Count Hamnet’s ears heated. “You make a sport of twisting other people’s words, don’t you?”

“Why not? It’s the most fun you can have with your clothes on,” Ulric answered. “But I don’t need to do any twisting here. Don’t worry, though-I love you, too.” He gave Hamnet a noisy, smacking kiss on the cheek.

Hamnet shoved him away. “You’ve done that before. I didn’t like it then, and I cursed well still don’t.”

“I see. And you think I did enjoy it when you twitted me. You have an odd way of looking at the world sometimes, Your Grace.” Ulric Skakki followed up the mocking title with a mocking bow.

“I ought to-” Count Hamnet cocked his fist, but he didn’t swing.

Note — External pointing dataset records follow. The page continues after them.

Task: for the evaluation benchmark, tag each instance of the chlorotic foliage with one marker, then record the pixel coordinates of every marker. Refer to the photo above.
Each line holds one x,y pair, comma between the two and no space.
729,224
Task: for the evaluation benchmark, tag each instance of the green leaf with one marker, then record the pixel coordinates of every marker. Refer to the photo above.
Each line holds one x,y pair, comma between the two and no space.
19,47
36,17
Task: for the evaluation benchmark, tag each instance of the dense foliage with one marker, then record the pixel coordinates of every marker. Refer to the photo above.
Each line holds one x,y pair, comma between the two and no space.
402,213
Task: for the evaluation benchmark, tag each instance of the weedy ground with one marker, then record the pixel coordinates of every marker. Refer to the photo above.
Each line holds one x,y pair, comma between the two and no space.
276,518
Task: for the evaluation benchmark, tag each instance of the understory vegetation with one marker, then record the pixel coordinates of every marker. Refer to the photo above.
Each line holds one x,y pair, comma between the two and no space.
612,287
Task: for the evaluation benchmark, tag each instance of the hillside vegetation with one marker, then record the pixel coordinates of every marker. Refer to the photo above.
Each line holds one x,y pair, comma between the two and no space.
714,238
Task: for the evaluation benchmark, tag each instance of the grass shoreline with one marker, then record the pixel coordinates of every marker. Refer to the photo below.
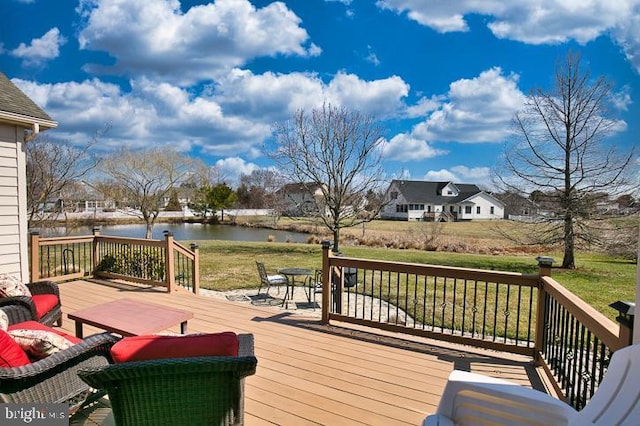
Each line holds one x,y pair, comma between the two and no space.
230,265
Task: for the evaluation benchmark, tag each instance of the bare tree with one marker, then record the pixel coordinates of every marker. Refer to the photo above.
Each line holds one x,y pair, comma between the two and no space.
53,168
261,190
142,180
560,153
334,154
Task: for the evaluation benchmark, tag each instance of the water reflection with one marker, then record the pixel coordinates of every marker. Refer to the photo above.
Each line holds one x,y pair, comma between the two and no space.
191,232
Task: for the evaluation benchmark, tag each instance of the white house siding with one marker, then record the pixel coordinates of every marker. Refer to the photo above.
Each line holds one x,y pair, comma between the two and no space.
484,202
13,204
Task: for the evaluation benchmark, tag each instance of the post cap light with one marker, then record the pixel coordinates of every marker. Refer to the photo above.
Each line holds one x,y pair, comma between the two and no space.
545,261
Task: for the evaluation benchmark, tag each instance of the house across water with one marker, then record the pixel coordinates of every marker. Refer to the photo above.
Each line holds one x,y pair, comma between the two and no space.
439,201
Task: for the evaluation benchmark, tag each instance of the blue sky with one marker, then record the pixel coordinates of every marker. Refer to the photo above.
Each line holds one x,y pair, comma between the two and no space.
210,78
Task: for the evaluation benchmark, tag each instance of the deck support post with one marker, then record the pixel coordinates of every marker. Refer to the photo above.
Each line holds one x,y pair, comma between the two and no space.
196,268
544,270
34,264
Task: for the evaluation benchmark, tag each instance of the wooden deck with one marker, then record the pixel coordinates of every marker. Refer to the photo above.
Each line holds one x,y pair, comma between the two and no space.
309,373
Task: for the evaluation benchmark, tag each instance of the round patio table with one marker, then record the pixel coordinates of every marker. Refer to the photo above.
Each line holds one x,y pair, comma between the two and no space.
291,274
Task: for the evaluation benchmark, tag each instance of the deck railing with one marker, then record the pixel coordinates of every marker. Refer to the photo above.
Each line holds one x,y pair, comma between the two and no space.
164,263
529,314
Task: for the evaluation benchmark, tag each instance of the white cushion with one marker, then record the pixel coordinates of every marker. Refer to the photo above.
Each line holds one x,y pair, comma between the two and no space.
11,286
39,344
274,279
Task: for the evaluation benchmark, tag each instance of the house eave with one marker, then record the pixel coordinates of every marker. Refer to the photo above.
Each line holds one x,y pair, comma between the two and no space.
27,121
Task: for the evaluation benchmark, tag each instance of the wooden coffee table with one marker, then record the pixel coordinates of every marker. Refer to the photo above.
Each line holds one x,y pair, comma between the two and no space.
129,317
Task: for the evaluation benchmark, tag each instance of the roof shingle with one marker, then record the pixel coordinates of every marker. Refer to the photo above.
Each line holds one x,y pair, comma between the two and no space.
14,101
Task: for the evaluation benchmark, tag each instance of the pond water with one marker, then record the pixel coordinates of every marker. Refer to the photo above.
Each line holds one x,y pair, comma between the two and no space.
192,232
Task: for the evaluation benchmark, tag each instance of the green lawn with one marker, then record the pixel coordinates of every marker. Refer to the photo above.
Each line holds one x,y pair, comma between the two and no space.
598,280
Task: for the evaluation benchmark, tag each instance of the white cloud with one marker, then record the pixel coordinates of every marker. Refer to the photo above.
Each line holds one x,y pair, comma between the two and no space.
474,110
461,174
152,113
534,22
41,49
440,175
234,117
275,97
156,38
621,99
403,147
232,167
424,106
380,98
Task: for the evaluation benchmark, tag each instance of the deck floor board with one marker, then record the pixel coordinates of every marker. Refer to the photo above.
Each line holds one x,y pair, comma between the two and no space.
309,373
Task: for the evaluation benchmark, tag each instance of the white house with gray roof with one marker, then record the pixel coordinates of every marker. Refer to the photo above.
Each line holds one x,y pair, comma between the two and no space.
20,121
439,201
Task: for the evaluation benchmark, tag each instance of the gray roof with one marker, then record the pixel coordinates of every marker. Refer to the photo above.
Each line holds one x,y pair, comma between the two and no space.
425,192
14,102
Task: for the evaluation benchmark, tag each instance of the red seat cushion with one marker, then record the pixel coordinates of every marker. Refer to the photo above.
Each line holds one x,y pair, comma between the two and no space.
11,354
140,348
35,325
44,303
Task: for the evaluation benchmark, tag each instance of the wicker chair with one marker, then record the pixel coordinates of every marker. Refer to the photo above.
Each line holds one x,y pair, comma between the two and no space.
41,288
54,379
198,390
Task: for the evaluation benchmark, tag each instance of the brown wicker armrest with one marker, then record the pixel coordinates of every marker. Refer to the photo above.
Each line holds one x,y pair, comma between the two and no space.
204,390
17,313
44,287
54,379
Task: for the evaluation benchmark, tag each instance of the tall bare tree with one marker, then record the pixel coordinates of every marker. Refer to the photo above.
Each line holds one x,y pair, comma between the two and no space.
560,152
143,179
53,168
335,151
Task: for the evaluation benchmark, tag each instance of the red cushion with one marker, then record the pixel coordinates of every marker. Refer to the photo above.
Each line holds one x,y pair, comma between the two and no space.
35,325
140,348
11,354
44,303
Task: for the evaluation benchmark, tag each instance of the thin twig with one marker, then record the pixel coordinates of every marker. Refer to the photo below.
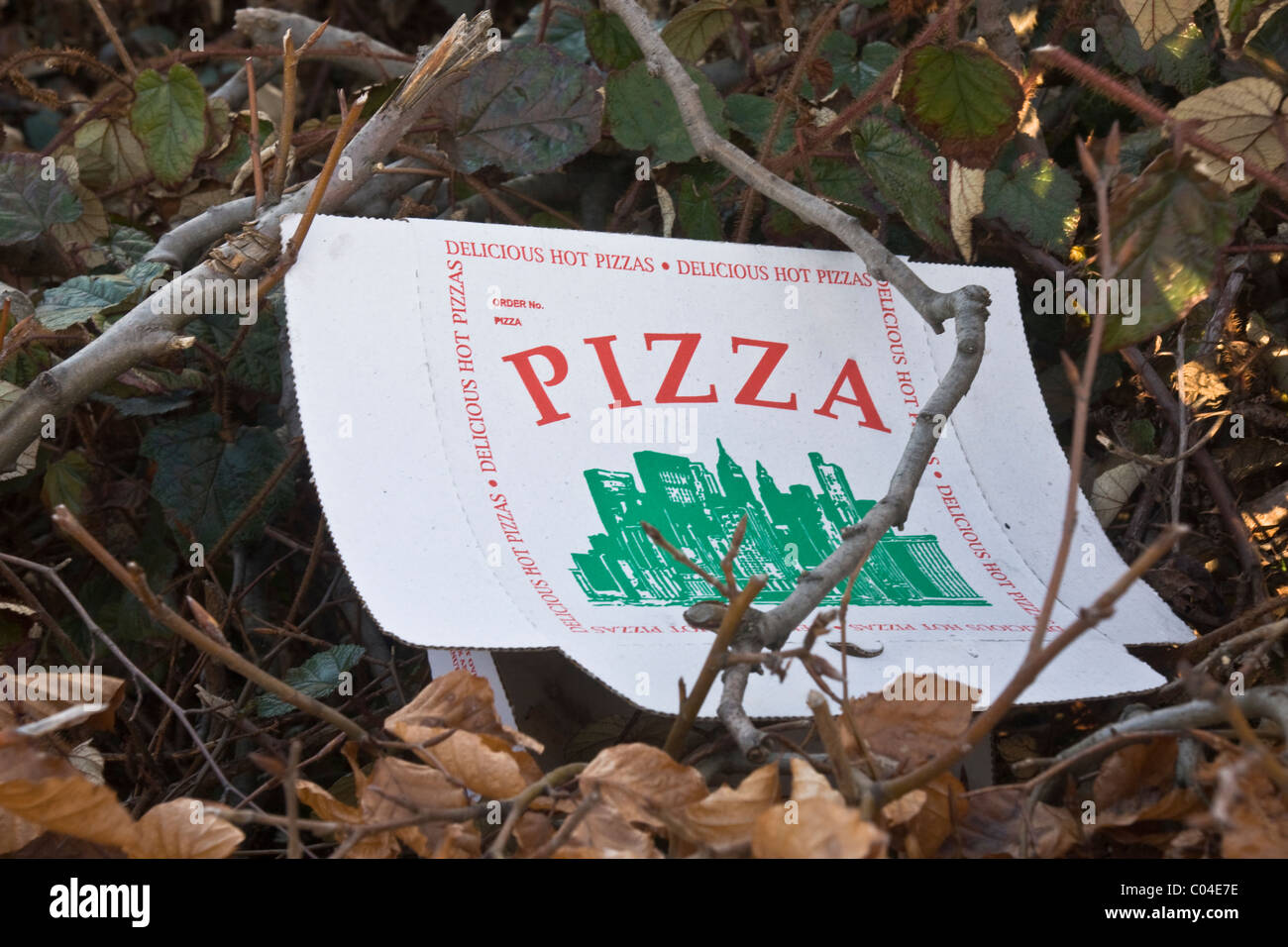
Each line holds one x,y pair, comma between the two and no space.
121,52
711,668
256,159
1028,672
133,579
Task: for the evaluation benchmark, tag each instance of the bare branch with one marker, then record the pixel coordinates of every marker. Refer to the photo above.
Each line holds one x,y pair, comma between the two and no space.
145,333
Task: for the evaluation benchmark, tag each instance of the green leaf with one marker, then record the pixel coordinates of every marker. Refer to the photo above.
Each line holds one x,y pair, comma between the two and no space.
206,482
692,31
108,155
962,97
752,115
1183,60
1269,47
840,182
168,118
67,482
642,112
1122,43
1037,200
127,247
82,298
1176,223
95,296
609,42
696,210
258,364
565,31
34,196
902,172
528,110
318,677
143,407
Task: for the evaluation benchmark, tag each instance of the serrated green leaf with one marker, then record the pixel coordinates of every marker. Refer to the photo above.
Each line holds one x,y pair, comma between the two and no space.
877,56
609,42
1269,47
168,118
82,298
1038,200
1153,20
1177,223
696,210
903,174
206,482
964,98
565,31
752,115
258,364
127,247
67,482
642,112
146,406
692,31
1183,60
840,182
528,110
318,677
108,154
34,196
1122,43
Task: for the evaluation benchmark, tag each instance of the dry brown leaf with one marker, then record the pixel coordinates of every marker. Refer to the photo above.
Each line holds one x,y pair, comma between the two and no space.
965,201
1137,784
604,832
331,809
945,805
993,825
635,777
1249,809
484,763
1241,116
810,784
54,694
481,751
915,727
532,831
48,791
815,828
167,831
458,699
905,806
726,815
399,789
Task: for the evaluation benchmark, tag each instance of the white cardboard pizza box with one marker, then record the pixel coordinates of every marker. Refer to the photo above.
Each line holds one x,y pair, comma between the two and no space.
489,411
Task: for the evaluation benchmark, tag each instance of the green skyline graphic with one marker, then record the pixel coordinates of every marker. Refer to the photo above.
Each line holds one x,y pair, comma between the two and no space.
787,532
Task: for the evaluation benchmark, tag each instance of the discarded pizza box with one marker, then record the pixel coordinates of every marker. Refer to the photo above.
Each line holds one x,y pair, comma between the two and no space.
492,411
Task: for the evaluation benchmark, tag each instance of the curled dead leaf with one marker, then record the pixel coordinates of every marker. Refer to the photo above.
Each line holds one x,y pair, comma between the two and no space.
815,828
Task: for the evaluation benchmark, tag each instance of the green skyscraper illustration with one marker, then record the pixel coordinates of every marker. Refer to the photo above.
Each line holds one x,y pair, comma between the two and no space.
787,531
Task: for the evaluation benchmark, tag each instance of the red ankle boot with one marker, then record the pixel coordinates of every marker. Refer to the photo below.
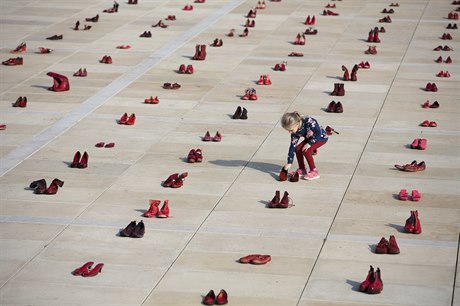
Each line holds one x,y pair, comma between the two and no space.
369,279
377,285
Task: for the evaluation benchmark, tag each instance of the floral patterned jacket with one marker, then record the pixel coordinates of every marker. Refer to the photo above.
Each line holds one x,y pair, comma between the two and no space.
311,131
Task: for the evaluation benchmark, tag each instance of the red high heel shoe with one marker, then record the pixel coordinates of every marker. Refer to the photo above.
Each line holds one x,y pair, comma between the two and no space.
131,119
209,298
153,209
222,298
94,271
376,286
83,269
416,195
83,161
76,160
164,211
198,156
403,195
21,48
393,246
274,203
138,231
369,279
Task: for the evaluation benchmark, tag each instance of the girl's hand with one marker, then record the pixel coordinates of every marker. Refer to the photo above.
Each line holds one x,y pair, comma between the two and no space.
305,147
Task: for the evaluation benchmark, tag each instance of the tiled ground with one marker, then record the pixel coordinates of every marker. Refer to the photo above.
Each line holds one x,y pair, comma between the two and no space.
321,248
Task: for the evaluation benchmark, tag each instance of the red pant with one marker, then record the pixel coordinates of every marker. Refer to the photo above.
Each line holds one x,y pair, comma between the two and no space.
308,154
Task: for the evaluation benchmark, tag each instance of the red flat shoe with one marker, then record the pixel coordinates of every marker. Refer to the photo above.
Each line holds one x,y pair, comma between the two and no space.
83,269
153,209
94,271
403,195
416,195
164,211
248,258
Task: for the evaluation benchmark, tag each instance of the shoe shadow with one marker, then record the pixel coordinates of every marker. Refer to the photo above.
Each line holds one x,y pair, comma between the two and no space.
334,77
397,227
354,285
272,169
41,86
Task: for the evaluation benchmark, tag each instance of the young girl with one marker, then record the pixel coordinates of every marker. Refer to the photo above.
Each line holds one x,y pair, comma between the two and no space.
314,137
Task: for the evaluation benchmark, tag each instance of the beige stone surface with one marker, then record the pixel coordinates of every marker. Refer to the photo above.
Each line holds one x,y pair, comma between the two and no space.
321,246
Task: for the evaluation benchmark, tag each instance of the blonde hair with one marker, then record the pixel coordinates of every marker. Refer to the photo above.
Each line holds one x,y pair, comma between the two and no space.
289,120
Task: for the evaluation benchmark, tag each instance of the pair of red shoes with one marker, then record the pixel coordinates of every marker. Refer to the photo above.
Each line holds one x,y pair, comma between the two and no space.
21,48
217,43
334,107
13,61
329,13
419,143
106,59
278,202
255,259
446,36
154,211
413,225
404,196
175,180
87,271
264,79
195,156
280,67
133,230
186,69
80,161
412,167
300,39
103,145
427,123
373,283
443,74
310,21
152,100
20,102
81,73
431,87
127,120
216,138
212,299
364,65
448,60
435,104
387,246
39,186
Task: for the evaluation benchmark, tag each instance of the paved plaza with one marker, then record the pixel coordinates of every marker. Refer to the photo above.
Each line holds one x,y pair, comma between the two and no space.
321,246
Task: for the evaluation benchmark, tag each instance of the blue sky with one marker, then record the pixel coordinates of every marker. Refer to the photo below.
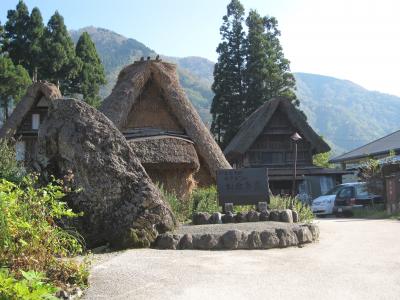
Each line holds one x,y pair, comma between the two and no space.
349,39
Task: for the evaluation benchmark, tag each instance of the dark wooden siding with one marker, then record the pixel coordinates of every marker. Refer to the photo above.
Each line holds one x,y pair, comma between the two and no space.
274,148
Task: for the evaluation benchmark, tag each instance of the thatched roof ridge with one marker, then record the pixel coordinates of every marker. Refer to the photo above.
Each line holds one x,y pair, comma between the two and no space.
252,127
131,83
33,93
165,152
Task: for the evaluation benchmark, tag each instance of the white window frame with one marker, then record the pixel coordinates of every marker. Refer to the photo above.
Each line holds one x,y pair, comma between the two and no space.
35,121
20,149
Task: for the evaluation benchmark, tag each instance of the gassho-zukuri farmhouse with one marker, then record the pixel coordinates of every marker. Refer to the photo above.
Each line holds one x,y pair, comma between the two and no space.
146,134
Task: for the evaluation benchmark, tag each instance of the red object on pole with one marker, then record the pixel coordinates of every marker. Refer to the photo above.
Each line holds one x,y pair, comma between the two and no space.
295,138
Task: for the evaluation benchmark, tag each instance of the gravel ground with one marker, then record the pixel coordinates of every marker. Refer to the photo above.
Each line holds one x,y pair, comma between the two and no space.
354,259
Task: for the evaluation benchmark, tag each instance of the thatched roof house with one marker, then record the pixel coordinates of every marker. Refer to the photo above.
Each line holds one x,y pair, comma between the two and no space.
264,140
25,120
153,112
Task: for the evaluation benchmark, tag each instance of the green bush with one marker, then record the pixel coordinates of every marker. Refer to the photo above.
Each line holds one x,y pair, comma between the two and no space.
182,208
305,211
10,169
205,200
32,286
31,238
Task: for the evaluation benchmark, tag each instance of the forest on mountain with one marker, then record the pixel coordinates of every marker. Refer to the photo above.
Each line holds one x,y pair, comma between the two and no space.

Unfortunate, surprising, and painful things happened to people who swung at Ulric. And, still more unfortunately, surprisingly, and painfully, the outlander had a point. The fist opened. “I ought to apologize, I suppose. And so I do: your pardon, I beg.” Hamnet bowed stiffly.

Ulric stared. “Be careful, Your Grace. If you don’t watch yourself, you’ll take all the fun out of life.”

V

Hamnet Thyssen had begun to wonder if he would ever see another Raumsdalian besides Ulric Skakki. The man who rode into the Leaping Lynxes’ village looked hungry and weary and scared almost to death. The Bizogots gave him a roast duck and a skin of smetyn, after which he perked up remarkably.

He nodded to Hamnet. “You’re Thyssen?”

“I am Count Hamnet Thyssen, yes,” Hamnet said. Ulric snickered off to one side. Hamnet didn’t care. In dealing with the Empire, his dignity was about all he had to fall back on.

“Sorry . . . Your Grace,” the Raumsdalian said. “I am Gunnlaug Kvaran, a messenger from His Majesty, Sigvat II. I am the fourth man he sent out. Did any of the others reach you?”

“Not a one,” Count Hamnet replied. Gunnlaug muttered something his beard muffled. Hamnet asked the question he was no doubt intended to: “And how are things in the Empire these days? They must be pretty bad if Sigvat wants to talk to the likes of me.”